Transform graph utilities.

Graph which represents transform executors (nodes) connected vis data types (edges)

Author
atlas.nosp@m.-com.nosp@m.p-tra.nosp@m.nsfo.nosp@m.rms-d.nosp@m.ev@c.nosp@m.ern.c.nosp@m.h
Note
There are a few well established python graph implementations, but none seem to be in the ATLAS release (NetworkX, igraph). Our needs are so basic that we might well be able to just take a few well known routines and have them in this module. See, e.g., http://www.python.org/doc/essays/graphs.html
Basic idea is to have nodes representing athena jobs (sub-steps), with edges representing data. (It turns out this works, which is not true for the reverse representation when a job requires multiple inputs, e.g., DQHist merging needs the HIST_ESD and the HIST_AOD inputs, as edges can only connect 2 nodes; in contrast nodes can have an arbitrary number of edge connections.) The nodes have multiple input data types. Having multiple data types generally means that the node can execute is any of them are present (e.g., RDO or RAW). However, when multiple inputs are needed to execute these are bound into a tuple.

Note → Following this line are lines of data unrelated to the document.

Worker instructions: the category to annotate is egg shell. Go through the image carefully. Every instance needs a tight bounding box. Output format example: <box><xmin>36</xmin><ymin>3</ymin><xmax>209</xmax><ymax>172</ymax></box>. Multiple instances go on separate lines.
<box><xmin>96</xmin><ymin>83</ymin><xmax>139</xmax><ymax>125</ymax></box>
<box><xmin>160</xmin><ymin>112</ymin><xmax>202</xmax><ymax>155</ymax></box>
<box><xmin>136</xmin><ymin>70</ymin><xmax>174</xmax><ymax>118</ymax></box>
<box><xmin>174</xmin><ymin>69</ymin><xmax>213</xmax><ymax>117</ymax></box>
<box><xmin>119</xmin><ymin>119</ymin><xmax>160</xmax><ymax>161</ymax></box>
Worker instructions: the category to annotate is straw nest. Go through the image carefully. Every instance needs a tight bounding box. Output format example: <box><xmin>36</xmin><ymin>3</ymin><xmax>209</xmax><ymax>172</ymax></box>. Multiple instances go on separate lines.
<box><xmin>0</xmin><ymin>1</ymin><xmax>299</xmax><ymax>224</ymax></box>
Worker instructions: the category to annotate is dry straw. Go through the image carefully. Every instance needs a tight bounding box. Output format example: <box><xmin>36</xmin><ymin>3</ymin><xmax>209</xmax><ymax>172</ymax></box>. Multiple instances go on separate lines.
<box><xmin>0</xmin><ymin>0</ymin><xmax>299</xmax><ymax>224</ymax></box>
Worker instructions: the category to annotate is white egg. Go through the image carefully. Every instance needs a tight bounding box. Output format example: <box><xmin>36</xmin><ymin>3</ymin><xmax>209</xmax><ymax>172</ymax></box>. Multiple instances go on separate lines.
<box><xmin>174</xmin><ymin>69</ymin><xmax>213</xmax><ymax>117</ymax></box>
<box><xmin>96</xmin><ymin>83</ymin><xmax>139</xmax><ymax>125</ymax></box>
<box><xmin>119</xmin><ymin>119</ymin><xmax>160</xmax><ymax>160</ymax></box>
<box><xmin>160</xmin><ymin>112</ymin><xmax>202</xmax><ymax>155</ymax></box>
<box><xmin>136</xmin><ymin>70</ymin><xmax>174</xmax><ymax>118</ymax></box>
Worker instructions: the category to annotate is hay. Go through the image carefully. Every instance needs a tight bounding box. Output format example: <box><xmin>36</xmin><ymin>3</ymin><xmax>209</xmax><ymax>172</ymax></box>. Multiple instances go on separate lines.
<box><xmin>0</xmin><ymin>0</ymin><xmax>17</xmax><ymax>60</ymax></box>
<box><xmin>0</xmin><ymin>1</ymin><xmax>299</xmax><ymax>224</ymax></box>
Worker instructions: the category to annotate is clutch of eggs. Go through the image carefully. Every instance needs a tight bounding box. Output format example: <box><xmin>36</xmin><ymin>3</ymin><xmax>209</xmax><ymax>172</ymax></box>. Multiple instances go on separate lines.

We do not track one path through the graph - we track one path for each data type we need to produce and record which nodes get hit. Then each hit node is executed in order. Need to record which data objects are going to be produced ephemerally. One of the most important problems is that we are trying to minimise the cost of all the paths we need to take. To do this we start with data sorted in topological order (i.e., data which is produced earliest in the process first). Each path is traced back to the starting node and the cheapest is taken. Once nodes have been switched on for one data type they are assumed free for other data types.
We represent a dataless edge with the fake data inputs and outputs {in,out}NULL. These are used by the graph tracer, but then removed from the input/output of the actual substeps.